Since Akerlof’s article was published in 1970, we have found ways to reduce quality uncertainty in the used car market. For example, companies like Carfax® offer to uncover the information that a seller may be hiding from buyers (e.g., prior accidents). Such forensic tests may be applicable in science as well. For example, new techniques allow readers to test the integrity of the statistics presented in a manuscript (Brown & Heathers, 2016; Epskamp & Nuijten, 2015), and for larger bodies of work, meta-scientific techniques can provide information about the integrity of a set of studies (e.g., Simonsohn, Nelson, & Simmons, 2014; van Assen, van Aert, & Wicherts, 2015). Like CarFax®, these forensic tools are useful in the absence of transparency, but they are no substitute for it.
Akerlof also presents several potential solutions to the problem of quality uncertainty. For example, he suggests that intermediaries with the necessary expertise could build a business around evaluating the quality of products (i.e., a Consumer Reports-type seal of approval). This does not work for science, because one of the hallmarks of science is that the origins of scientific claims must be “available to other scholars to rigorously evaluate” (Lupia & Elman, 2014, p. 20). Indeed, the motto of the Royal Society, founded in 1660, is “take no one’s word.” As such, we cannot rely on a few experts to evaluate the claims, and then ask everyone else to take their word for it. Thus, we need a way to reduce quality uncertainty not only on the part of a few experts or gatekeepers (i.e., editors and reviewers), but for all who wish to read the article and make a judgment of its quality.

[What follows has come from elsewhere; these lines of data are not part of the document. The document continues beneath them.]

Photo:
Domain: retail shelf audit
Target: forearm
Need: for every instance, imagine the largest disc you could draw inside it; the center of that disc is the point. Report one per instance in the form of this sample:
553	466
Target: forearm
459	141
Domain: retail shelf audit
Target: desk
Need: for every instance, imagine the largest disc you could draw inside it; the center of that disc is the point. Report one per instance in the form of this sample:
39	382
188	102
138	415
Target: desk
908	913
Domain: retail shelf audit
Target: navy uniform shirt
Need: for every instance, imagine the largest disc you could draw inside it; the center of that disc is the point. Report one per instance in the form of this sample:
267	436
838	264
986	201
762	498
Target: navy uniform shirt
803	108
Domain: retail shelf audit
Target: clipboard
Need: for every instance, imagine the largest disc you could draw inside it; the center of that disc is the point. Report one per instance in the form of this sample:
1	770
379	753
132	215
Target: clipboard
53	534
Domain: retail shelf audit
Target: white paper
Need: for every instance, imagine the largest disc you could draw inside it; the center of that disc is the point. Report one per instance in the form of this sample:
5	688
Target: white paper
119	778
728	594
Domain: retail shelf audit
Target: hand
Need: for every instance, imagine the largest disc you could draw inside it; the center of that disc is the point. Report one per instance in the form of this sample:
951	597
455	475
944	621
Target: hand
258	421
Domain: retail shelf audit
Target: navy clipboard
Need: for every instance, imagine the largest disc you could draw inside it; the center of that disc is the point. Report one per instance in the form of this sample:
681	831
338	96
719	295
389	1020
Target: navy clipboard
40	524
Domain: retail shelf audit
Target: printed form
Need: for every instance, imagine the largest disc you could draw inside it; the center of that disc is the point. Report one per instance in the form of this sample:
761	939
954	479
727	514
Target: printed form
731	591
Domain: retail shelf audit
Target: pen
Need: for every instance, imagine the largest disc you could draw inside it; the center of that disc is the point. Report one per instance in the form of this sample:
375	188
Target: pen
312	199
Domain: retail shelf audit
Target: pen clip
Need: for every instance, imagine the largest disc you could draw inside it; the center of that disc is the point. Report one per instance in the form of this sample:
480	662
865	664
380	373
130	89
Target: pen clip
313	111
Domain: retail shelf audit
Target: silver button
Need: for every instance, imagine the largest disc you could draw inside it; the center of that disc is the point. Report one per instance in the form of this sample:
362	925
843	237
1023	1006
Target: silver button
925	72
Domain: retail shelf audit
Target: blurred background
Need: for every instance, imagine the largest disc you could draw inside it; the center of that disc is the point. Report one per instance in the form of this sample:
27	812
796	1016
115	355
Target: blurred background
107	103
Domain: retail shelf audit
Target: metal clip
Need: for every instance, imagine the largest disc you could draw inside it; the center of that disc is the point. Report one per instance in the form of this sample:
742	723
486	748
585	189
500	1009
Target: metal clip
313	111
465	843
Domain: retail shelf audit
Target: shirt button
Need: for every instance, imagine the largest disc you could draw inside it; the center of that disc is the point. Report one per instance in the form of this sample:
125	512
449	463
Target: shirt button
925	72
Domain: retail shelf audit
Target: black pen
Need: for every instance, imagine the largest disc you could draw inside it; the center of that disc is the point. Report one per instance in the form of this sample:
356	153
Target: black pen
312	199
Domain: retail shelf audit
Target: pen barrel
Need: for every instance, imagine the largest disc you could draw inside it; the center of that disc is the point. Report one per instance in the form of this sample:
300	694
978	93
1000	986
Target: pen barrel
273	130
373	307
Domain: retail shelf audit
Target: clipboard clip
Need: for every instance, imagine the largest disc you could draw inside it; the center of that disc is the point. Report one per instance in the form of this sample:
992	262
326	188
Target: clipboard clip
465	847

In the domain of used cars, and consumer products more generally, there may be no silver bullet for the problem of quality uncertainty. Happily, in science there is. Transparency would increase our certainty in the quality of scientific products tremendously. What does transparency mean? The default should be that scientists make, at a minimum, the following available:
Making this the default would by no means require that all manuscripts adhere to these standards – exceptions are not only warranted, but necessary. Indeed, there are many nuances and exceptions that I am glossing over. There is, of course, the risk that we will go too far in the other direction and impose so many burdens on scientists to make everything transparent that science will grind to a halt (Lewandowsky & Bishop, 2016). However, we are nowhere near having that problem. The much more urgent threat is that we will not move fast enough towards increased transparency, and we will find ourselves with a lot full of lemons and no one interested in buying them.
How will transparency help restore trust in science? First, transparency would give ‘buyers’ the information they need to detect many misrepresentations or errors in the article. Second, the fact that buyers could potentially detect many misrepresentations would make ‘sellers’ (i.e., authors) much more accountable, and would likely increase the care with which authors conduct their studies and write up their results. By eliminating (or at least greatly reducing) information asymmetries, authors can no longer count on their errors going unnoticed. Even if such errors and misrepresentations have always been unintentional, careless mistakes, the increased accountability will motivate authors to be more careful. To the extent that any of the misrepresentations were intentional (i.e., the authors were aware that they were hiding information that would be useful to readers), this behavior should also be curbed by increased transparency, because of the increased chance of getting caught.
Of course, if a researcher is willing to manipulate the background information (e.g., fabricate raw data, or lie about their a priori plans), transparency may not always help buyers catch this. Indeed, this kind of fraud is the biggest threat to trust in science, and to the integrity of scientific findings, and we must also tackle this problem. However, solving the problem of unintentional misrepresentations would be a major advance for the scientific process, and for rebuilding trust in science.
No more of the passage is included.